There are several reasons for this discomfort - all of which reared their head along the president's stops in Brussels; Mainz, Germany; and Bratislava, Slovakia, and all of which will influence Europe's cooperation with America as issues from the Middle East to the former Soviet republics move forward.
Most simply, America's traditional allies that are now are grouped in the European Union feel they have been doing a version of the democracy development that Bush is touting for a long time. One EU official pointed out that Europe has been working with the Palestinians for a decade now on building institutions and a civil society - hinting that perhaps it was that long, slow work that was now bearing fruit in the form of a new Palestinian mentality.
So there's a trace of annoyance at the American president for selling democratization as it if were his franchise - and especially after four years of actions that for many Europeans were more about empire-building than democracy-spreading.
A second reason, though, is that Europe - with the breakup of the Balkans still fresh in its memory and the feeling (often repeated to an American visitor) that "the Middle East is closer to us than it is to you" - is more interested in stability than in a revolutionary call to democratic arms.
Europe stood up for fair and transparent elections in Ukraine in December when they were turning into anything but. Yet there was also discomfort and a sense among some Europeans that maybe the affront to Russia was too blatant when Ukrainian President Viktor Yushchenko showed up at the NATO summit last week.

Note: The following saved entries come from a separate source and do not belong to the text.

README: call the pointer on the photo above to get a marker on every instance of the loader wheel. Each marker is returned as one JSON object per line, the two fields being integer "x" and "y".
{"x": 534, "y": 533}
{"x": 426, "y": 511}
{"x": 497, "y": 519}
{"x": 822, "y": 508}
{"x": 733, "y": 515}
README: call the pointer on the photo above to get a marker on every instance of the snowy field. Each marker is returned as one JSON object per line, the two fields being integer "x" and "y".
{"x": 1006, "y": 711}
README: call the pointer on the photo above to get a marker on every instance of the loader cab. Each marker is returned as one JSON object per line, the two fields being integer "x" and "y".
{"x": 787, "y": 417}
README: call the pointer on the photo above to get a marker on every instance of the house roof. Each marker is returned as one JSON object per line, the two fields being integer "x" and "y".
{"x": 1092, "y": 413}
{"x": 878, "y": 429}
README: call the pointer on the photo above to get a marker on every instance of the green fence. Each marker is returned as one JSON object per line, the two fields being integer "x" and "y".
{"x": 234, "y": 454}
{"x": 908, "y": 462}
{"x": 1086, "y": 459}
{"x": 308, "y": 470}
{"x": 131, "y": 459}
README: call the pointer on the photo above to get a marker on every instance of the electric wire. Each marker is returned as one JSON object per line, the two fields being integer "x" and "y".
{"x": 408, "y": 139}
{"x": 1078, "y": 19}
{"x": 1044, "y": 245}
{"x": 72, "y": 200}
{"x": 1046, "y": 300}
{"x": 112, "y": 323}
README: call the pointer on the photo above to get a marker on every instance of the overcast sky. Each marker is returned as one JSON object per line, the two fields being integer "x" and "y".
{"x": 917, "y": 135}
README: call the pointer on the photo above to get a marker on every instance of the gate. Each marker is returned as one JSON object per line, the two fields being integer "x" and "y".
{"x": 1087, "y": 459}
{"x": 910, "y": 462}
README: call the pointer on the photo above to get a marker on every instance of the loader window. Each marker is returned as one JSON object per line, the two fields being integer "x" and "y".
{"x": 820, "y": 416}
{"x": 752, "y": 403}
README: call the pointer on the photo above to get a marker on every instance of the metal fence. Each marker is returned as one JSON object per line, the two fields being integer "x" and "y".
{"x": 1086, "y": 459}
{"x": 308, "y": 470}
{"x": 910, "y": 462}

Here was one more former Soviet satellite positing its membership in the transatlantic club. Did Mr. Chirac really have an unavoidable commitment when he left the room after Mr. Yushchenko's introduction - or was he signaling that Europe did not intend to rock the boat too much?
The day before, Bush had caused a rumble of laughter to roll through the Concert Noble in Brussels, where he gave his trip's keynote speech. He said he had hoped to be as admired in Europe as Benjamin Franklin once was - but that Secretary of State Condoleezza Rice had told him to "be a realist."
Mixed in with the audience's mirth was no doubt a wish that Bush temper his idealism with a measure of realism. Throughout the speech there was more coughing and nervous silence than enthusiastic applause when Bush delivered lines such as enlisting democracy in the war on terror.
Part of the explanation may lie in a reason not exactly acknowledged openly: Bush's zeal for his newfound purpose strikes many Europeans as a crusade. "Bush addresses this question of promoting democracy with a kind of religious fervor that makes many Europeans very uncomfortable," says Gerhard Hofmann, chief political correspondent for RTL television in Berlin.
"In our experience, nothing good has come from a faith so strong in something that you want to impose it on others," says a Frankfurt banker who followed the Bush visit closely.
Which is not to say that the Bush style didn't have its successes. Several of the young Germans who sat down for a chat with the president said they came away with a better understanding of his reasoning. What particularly struck them, several said, was his explanation of how Sept. 11 had completely transformed his and many Americans' sense of what it will take to make the world safe in the 21st century.
And in Bratislava, Bush's black-and-white rhetoric played better with an audience that is more conservative and churchgoing than in some other European areas. The president thanked an enthusiastic throng in a town square for Slovakia's contribution in Iraq, and then suggested that Slovaks were standing with America because they understand that "evil is real."
It was a line he probably never would have used on the other stops of this listening tour of Europe.